Lei il suo lavoro lo sta svolgendo in modalità smart working?

“Sì, quasi subito dopo il decreto dell’8 marzo. Io svolgo due lavori: insegno Interpretazione simultanea presso la Libera Università degli Studi Internazionali di Roma e sono una interprete free-lance presso la Rai. L’Università ha chiuso insieme alle scuole e da subito abbiamo fatto partire le video lezioni, che vengono registrate e sono disponibili sul sito della facoltà. Ho anche preso parte il 19 marzo ad una seduta di laurea, ma è stato un gran dispiacere. Due ragazzi tutti eleganti, lei con i capelli perfetti e lui con una bellissima cravatta, poi sotto casomai stavano in ciabatte. Ma si sa lo facciamo tutti in questi giorni di lavoro da casa. Anche mio marito che è commercialista, camicia, pullover, tuta e ciabatte. Per quanto riguarda la Rai è passato più tempo da quando hanno deciso di farci lavorare in smart working, e ancora oggi se bisogna fare una diretta, con un Capo di Stato ad esempio, bisogna andare a tradurre in studio. Tutti gli altri sonori, invece, stiamo riuscendo a preconfezionarli a casa senza problemi”.

Per quanto riguarda la suddivisione degli ambienti o dei dispositivi tecnologici come siete organizzati? Avete creato un equilibrio domestico?
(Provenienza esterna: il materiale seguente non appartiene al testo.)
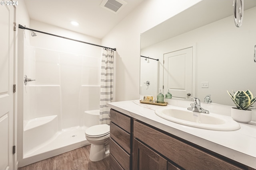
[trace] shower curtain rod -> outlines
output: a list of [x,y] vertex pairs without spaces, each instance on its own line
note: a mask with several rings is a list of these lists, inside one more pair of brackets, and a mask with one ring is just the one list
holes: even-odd
[[150,57],[148,57],[142,56],[142,55],[141,55],[140,57],[142,57],[147,58],[148,59],[150,59],[152,60],[156,60],[157,61],[158,61],[159,60],[159,59],[152,59],[152,58],[150,58]]
[[28,29],[28,30],[32,31],[33,31],[37,32],[40,33],[44,33],[44,34],[48,34],[48,35],[50,35],[55,36],[55,37],[60,37],[60,38],[64,38],[65,39],[69,39],[70,40],[74,41],[75,41],[79,42],[80,43],[85,43],[86,44],[90,44],[90,45],[95,45],[96,46],[100,47],[103,47],[103,48],[107,48],[107,49],[111,49],[112,50],[113,50],[115,51],[116,50],[116,48],[112,49],[112,48],[107,47],[106,47],[102,46],[101,45],[97,45],[97,44],[92,44],[91,43],[87,43],[86,42],[82,41],[77,40],[75,39],[72,39],[72,38],[67,38],[67,37],[62,37],[61,36],[57,35],[55,35],[55,34],[52,34],[50,33],[46,33],[45,32],[42,32],[42,31],[40,31],[36,30],[35,29],[31,29],[30,28],[27,28],[26,27],[24,27],[24,26],[20,24],[19,24],[19,28],[21,28],[22,29]]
“Da questo punto di vista siamo fortunati avendo una casa che ci permette di stare ognuno in una stanza diversa. Quando Giovanni lavora, dovendo fare molte riunioni, si chiude da qualche parte per restare in silenzio. Come faccio anche io quando sono impegnata con l’Università o la Rai. Beatrice sta spesso in camera sua, sia per fare i compiti che per seguire le video lezioni. E la nonna e Niccolò stanno in salone, così da non disturbare nessuno di noi. Per i computer Giovanni usa sempre il suo, mentre quando io non lavoro presto il mio a Beatrice per usare Skype e lavoro con il tablet. Non è facile trascorrere tante ore insieme sempre nello stesso ambiente, soprattutto per i ragazzi, ma cerchiamo di adattarci tutti e andare avanti. Creando situazioni di socialità e normalità, altrimenti l’ambiente diventa deleterio dal punto di vista della disciplina. I ragazzi devono comprendere che non siamo in vacanza”.